18/6, "new beginnings (well not yet)"

despite being 19 years old, i still dont feel my age. i only start to feel like an 'adult' (18) around the later mid of the year. i still process time like around last year. and soon im going to continue my education. to say that im ready is a great misintrepertation (or however you spell that). im not. as much as i try to stay strong for my own wellbeing, i cant. anxiety sucks.
i dont want to end this entry with a negative tone though. so to lighten this up, the people im close with dont play with me much, so it shouldnt be a problem. this does make my priest grind harder though, i hate playing as the healer ughhhh.


10/6, "trying to learn renpy"

exactly like the title say. why do i have 3 code editors now (brackets, notepad++, vscode).


4/6, "captain from combat initiation is a bitch ass motherfucker"

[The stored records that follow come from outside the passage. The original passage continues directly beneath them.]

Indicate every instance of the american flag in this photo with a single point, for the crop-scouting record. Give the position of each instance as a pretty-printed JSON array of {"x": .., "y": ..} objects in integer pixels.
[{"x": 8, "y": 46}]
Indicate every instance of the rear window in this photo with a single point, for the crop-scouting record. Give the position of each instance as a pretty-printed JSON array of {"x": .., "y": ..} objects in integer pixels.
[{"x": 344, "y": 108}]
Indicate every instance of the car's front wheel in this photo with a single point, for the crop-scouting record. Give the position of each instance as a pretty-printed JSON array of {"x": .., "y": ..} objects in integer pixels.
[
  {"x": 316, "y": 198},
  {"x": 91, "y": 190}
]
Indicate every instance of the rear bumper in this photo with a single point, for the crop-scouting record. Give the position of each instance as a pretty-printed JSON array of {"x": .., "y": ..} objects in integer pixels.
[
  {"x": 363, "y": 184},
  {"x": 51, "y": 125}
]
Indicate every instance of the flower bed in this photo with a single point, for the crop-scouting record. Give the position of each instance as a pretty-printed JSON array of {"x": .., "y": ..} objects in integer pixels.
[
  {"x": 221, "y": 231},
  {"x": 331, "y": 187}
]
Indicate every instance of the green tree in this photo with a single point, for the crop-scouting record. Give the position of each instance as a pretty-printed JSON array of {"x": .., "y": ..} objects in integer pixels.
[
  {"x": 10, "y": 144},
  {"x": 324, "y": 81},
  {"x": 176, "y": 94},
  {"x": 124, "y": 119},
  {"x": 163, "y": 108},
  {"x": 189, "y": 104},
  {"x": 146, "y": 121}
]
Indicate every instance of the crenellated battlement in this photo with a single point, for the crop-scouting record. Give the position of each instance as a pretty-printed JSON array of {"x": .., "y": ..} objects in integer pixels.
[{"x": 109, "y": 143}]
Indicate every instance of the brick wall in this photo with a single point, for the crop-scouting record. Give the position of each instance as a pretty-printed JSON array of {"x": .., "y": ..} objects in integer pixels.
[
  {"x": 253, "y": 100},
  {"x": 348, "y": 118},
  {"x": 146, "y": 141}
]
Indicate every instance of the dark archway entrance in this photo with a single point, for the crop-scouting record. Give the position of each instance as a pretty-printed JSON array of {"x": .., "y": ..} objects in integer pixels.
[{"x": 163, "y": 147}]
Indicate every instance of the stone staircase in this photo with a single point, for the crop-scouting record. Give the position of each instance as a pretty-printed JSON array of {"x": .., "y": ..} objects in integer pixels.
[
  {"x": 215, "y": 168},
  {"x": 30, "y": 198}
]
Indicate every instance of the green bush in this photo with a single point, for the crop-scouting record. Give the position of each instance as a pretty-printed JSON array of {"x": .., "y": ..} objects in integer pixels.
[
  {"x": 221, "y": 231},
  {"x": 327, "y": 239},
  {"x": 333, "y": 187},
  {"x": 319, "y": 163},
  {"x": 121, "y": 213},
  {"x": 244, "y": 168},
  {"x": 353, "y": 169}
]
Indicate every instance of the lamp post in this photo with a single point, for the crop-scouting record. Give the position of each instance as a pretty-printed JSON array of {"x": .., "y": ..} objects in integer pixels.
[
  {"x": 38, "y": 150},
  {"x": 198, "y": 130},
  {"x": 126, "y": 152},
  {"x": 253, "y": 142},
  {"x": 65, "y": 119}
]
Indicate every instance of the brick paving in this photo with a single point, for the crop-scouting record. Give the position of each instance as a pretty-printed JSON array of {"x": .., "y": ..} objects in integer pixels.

(ignore this, im just trying to flesh out the layout of this page's format)

what is combat initiation? roblox ultrakill. who is captain? a boss and hes a PIECE OF SHIT FUCK YOU CAPTAIN FROM COMBAT INITIATION YOU RUINED MY ATTEMPT AT GETTING A HIGH RANK. just because vagabond is harder than you doesnt mean youre not a stupid motherfucker. this site's webmaster HATES captain.

yeah so, idk if this is obvious or not but this entry is satirical lmao


2/6, "revamping"

im not even gonna bother putting back my old rants and shit. i think this is fine. for now, im mostly focusing on my mental health.